Да уж… Голые каменные стены, узкие жёсткие полати с парой истёртых медвежьих шкур, грубо сколоченные стол, массивная лавка. У стены — неподъёмный сундук с плоской крышкой, который тоже, по всей видимости, использовали здесь как лавку (внутри — лишь пыль, грязь, старая ветошь, да паутина). Узкое окно-бойница, через которую видно часть внешней западной стены, склон замковой горы и вход в ущелье, ведущее к Мёртвому озеру. Низенькая — чтобы войти, приходилось здорово гнуть спину — дверь с медным кольцом и массивным засовом. Ещё — подставка для свечей, да на стене — крюк под лампадку. Всё. Обстановка ещё проще и незамысловатее, чем в дружинной избе родной Сторожи. Хорошо, хоть пол — не голый, каменный, а крытый досками. Но и доски эти — старые рассохшиеся, с глубокими трещинами.
— Уж не обессудьте за наш скромный быт, — словно оправдываясь, развёл руками Томас, лично занимавшийся размещением гостей, — У нас все братья живут так. Мастер Бернгард — тоже.
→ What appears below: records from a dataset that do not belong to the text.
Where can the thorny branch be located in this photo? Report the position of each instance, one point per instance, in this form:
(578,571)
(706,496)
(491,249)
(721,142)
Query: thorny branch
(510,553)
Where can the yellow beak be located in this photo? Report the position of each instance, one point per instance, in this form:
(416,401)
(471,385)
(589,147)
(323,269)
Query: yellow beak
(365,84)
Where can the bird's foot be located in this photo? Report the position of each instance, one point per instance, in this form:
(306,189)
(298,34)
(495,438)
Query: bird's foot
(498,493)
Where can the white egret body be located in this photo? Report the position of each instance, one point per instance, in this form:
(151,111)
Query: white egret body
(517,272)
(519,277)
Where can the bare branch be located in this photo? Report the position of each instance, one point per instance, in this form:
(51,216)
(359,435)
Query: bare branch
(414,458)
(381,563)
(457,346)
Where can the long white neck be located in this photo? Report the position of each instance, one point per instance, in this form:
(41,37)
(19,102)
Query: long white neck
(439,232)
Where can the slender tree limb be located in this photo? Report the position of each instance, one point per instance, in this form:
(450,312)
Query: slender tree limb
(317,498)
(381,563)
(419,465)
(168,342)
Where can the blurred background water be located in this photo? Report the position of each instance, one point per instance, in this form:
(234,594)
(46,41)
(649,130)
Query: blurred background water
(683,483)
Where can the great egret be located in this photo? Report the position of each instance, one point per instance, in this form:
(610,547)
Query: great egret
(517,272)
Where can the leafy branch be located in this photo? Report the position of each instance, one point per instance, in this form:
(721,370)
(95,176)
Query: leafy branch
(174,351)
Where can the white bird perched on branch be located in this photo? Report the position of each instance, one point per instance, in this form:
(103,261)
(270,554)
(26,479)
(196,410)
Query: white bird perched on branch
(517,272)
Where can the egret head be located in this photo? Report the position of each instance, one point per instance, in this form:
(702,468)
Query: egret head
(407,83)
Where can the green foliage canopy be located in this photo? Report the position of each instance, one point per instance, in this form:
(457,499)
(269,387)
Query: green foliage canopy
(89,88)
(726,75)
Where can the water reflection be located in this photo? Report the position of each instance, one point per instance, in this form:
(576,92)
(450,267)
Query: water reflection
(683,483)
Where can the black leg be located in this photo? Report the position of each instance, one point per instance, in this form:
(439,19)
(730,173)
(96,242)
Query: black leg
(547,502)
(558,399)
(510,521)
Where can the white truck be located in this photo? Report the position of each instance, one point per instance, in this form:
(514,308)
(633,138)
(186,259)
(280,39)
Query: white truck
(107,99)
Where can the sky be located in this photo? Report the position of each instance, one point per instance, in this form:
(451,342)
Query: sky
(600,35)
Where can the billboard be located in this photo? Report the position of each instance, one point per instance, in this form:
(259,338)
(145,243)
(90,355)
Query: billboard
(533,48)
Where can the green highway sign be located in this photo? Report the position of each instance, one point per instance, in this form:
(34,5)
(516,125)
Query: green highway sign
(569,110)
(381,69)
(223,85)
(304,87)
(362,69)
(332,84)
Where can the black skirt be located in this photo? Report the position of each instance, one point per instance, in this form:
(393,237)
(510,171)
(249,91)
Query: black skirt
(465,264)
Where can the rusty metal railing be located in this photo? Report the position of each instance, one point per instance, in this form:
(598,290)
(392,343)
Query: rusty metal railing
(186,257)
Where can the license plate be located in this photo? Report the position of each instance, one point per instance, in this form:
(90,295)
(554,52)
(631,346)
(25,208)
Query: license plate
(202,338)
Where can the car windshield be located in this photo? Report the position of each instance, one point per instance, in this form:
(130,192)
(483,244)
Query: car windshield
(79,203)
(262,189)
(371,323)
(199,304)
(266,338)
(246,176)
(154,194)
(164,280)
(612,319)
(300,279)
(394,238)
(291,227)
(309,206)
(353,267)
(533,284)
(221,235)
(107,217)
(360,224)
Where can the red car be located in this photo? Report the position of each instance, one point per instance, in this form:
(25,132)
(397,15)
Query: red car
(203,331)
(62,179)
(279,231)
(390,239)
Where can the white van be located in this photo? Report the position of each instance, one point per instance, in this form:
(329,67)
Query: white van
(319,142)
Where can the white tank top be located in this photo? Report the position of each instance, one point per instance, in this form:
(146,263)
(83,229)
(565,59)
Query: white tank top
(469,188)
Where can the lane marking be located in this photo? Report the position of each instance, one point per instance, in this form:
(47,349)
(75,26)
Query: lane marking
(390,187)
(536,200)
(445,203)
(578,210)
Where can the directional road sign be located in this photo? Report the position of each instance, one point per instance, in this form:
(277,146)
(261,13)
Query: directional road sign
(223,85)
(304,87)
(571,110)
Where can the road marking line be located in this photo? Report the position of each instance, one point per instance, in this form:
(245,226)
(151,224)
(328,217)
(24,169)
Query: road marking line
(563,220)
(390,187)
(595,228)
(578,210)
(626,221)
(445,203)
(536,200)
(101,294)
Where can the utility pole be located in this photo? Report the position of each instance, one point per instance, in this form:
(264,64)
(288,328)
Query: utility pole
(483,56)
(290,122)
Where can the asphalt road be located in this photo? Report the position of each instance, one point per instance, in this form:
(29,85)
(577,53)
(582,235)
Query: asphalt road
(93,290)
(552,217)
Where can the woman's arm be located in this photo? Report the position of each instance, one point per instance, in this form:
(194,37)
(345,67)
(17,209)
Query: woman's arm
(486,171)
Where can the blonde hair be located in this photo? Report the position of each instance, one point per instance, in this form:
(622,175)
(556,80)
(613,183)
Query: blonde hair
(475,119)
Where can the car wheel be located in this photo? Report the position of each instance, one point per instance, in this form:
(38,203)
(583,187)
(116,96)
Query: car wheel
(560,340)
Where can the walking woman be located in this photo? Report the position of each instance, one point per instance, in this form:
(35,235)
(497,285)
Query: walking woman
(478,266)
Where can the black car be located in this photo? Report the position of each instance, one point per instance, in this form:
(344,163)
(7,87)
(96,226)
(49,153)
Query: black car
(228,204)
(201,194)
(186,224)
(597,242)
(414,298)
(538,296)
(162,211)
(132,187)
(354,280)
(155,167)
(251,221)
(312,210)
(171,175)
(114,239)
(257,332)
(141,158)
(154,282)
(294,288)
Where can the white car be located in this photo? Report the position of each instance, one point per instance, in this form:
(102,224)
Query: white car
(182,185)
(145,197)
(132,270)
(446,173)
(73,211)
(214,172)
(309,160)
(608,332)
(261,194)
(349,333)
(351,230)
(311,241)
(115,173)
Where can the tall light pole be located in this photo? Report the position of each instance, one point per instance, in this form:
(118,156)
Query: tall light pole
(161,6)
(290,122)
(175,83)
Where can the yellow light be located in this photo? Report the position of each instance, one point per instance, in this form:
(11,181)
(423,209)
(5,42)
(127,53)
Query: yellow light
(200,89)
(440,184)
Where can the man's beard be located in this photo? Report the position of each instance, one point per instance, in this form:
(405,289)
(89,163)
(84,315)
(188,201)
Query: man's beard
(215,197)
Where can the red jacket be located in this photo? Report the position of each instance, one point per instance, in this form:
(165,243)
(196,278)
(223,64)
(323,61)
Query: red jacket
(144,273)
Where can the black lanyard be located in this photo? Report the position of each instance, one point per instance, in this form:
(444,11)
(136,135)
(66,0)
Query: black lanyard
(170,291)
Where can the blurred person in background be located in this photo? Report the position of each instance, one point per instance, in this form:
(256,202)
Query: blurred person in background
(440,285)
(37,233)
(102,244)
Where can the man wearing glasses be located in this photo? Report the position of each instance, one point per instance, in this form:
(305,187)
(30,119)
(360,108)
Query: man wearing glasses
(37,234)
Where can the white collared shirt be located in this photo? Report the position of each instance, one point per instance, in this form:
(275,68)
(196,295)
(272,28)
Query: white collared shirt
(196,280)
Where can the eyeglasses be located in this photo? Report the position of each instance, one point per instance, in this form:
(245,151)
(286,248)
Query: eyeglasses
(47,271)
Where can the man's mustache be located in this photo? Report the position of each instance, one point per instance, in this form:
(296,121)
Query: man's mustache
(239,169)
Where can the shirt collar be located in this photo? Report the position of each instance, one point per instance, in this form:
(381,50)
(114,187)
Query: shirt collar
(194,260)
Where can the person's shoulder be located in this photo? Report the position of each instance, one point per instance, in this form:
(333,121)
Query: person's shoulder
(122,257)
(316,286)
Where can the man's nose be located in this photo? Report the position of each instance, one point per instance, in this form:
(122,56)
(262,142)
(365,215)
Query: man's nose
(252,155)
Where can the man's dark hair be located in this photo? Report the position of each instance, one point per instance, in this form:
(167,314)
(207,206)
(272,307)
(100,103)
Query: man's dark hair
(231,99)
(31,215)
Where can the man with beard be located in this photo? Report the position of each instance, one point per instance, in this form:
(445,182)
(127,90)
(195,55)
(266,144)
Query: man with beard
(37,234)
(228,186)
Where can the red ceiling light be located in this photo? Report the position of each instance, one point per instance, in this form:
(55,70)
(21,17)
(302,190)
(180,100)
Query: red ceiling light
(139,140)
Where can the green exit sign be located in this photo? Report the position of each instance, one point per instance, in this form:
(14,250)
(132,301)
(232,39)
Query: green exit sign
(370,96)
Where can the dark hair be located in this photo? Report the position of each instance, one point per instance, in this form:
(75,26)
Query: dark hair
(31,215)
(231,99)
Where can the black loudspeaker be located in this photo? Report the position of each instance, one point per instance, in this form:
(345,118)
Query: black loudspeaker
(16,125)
Мирские радости чужды воинам креста.
Что ж, на особую роскошь в крепости рыцарей-монахов Всеволод и не рассчитывал, но после изобилия серебра на воротах и стенах, подобный аскетизм оказался всё же несколько неожиданным. Хотя с другой стороны… Серебро — оно ж там для дела, не для красы.
— Всё в порядке, брат Томас, — кивнул Всеволод.
Сам-то он и под открытым небом, закутавшись в конскую попону, переможется без труда, но вот…
Осторожно, стараясь не выдать сокровенное ни словом, ни взглядом, Всеволод попросил обустроить в комнате ещё одно ложе. На немой вопрос в глазах кастеляна, пояснил:
— Для моего оруженосца. Он будет жить со мной.
Вообще-то не «он» — «она». За отрока-оруженосца Всеволод выдавал Эржебетт. Только брату Томасу об этом знать пока не обязательно. Неприятные объяснения Всеволод решил отложить на потом. Раз уж магистра в замке всё равно нет. Появится — с ним и будет разговор на эту тему, а до тех пор. Не в общую же казарму селить девчонку, в самом деле?
Томас ни о чём не расспрашивал. Распорядился выполнить просьбу гостя и удалился, сославшись на неотложные дела. Три кнехта притащили набитый соломой тюфяк, и ещё одну пару медвежьих шкур. Всё это бросили в угол — на пол. Для оруженосца, видимо, большего и не полагалось.
Сделав дело, двое кнехтов ушли сразу. Один отчего-то замешкался на пороге и задержался. Тот самый — с рваной щекой. Провинившийся стражник, которого Всеволод спас от наказания.
— Вы это… господин… — спасённый всё не уходил, неловко переминаясь с ноги на ногу. Пыхтел и краснел, будто совершил что-то недостойное, а теперь совестился.
От немца сильно несло чесноком. Надуманное средство против упырей, никчёмное совершенно, но многие на него всё же уповают, полагая, что хуже не будет.
— Ну… знаете… — бормотал кнехт.
— Что такое? — озадаченно спросил Всеволод. — Да говори же!
Кнехт огляделся по сторонам — как-то нехорошо, воровато даже. Потом — сказал, понизив голос:
— Спасибо, добрый господин, что заступились за меня перед братом кастеляном.